When G7 leaders meet in Hiroshima this week, they won’t be alone: eight non-members including major developing economies have been invited in a bid to sway opinion on Russia and China.
Regional powerhouses India and Brazil will attend along with ASEAN host Indonesia, Pacific Island Forum chair the Cook Islands, African Union chair Comoros, Vietnam, South Korea and Australia.
They will take part in a dedicated outreach session as well as bilateral meetings intended to bring some reluctant leaders into the fold in opposition to Russia’s war in Ukraine and Beijing’s growing military assertiveness.
“It’s increasingly the case that the guest lists of these things are quite large,” but “not just anybody is invited,” said Tristen Naylor, an assistant professor at the University of Cambridge and an expert on summits and diplomacy.
The G7 wants to be seen as a “club dedicated to the protection of democracy” and wants broader backing for its support of Ukraine and efforts to counter China, he told AFP.
India is a long-time military ally of Moscow and its “ambivalent position” on the war in Ukraine is out of step with most other leading democracies, Naylor said.
“So this is very much a chance for the G7 to at least try to bring India on side,” he said, warning it would be a difficult task.
While Ukrainian President Volodymyr Zelensky is expected to address the summit remotely, a Russian delegation will be in Delhi this November for the G20 summit, and few expect Prime Minister Narendra Modi to make any sudden policy shifts.
‘Pushing back on Chinese influence’
Another “principal aim” of the summit will be to offer an alternative to China’s huge infrastructure investments around the world, Naylor said.
Brazilian President Luiz Inacio Lula da Silva was in Beijing last month, where his country’s top trading partner pledged to pursue “high-quality development” that would “unlock opportunities for Brazil”.
Lula, who took aim at the US dollar on the trip, is far from the only leader being courted by China, and G7 allies are keen to show they can offer an alternative.

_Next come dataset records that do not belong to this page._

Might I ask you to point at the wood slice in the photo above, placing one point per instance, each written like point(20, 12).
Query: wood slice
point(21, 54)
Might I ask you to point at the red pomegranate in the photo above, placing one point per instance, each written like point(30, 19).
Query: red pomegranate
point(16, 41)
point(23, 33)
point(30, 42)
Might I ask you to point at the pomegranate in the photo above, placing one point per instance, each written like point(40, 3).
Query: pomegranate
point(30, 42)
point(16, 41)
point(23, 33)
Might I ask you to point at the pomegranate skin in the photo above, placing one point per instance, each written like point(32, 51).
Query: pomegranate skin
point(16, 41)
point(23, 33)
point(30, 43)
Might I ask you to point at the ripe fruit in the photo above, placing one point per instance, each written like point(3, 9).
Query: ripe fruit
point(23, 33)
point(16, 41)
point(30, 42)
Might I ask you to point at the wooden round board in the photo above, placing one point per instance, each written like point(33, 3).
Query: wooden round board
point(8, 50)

“This concept of pushing back on Chinese influence, sustaining the rules-based order in the Global South” will be a big part of the summit, said Chris Johnstone, Japan chair at the Center of Strategic and International Studies.
Japan has already been doing legwork on that front, with Prime Minister Fumio Kishida and foreign minister Yoshimasa Hayashi making a flurry of trips this year to countries in Africa, Southeast Asia, Latin America and Pacific Island nations.
In Delhi in March, Kishida pledged public and private capital worth $75 billion towards infrastructure in the Asia-Pacific region by 2030.
‘Movement to divide’
He has also hammered home the message that Russia’s invasion of Ukraine is the “chief cause” of the soaring food and energy prices that have hit developing countries hardest.
“But there’s a movement to divide the world by giving the wrong impression that the G7’s sanctions against Russia” are to blame, Kishida told reporters in Mozambique.
Tokyo and Seoul are in the process of patching up long-frayed ties, and Kishida is expected to hold trilateral talks with his Korean and US counterparts on the sidelines of the summit.
Talks could also be held in Hiroshima between the “Quad” grouping of Japan, Australia, the United States and India.
But not all invitees are likely to be in such a conciliatory mood, according to Yuichi Hosoya, professor of international politics at Keio University.
“It should not be taken for granted that they will offer broad and strong support” on Ukraine and other G7 initiatives, he wrote in an article last month.
“Japan should make efforts to understand precisely what each of the countries are looking for, recognise the diversity of the international community, and make specific contributions.”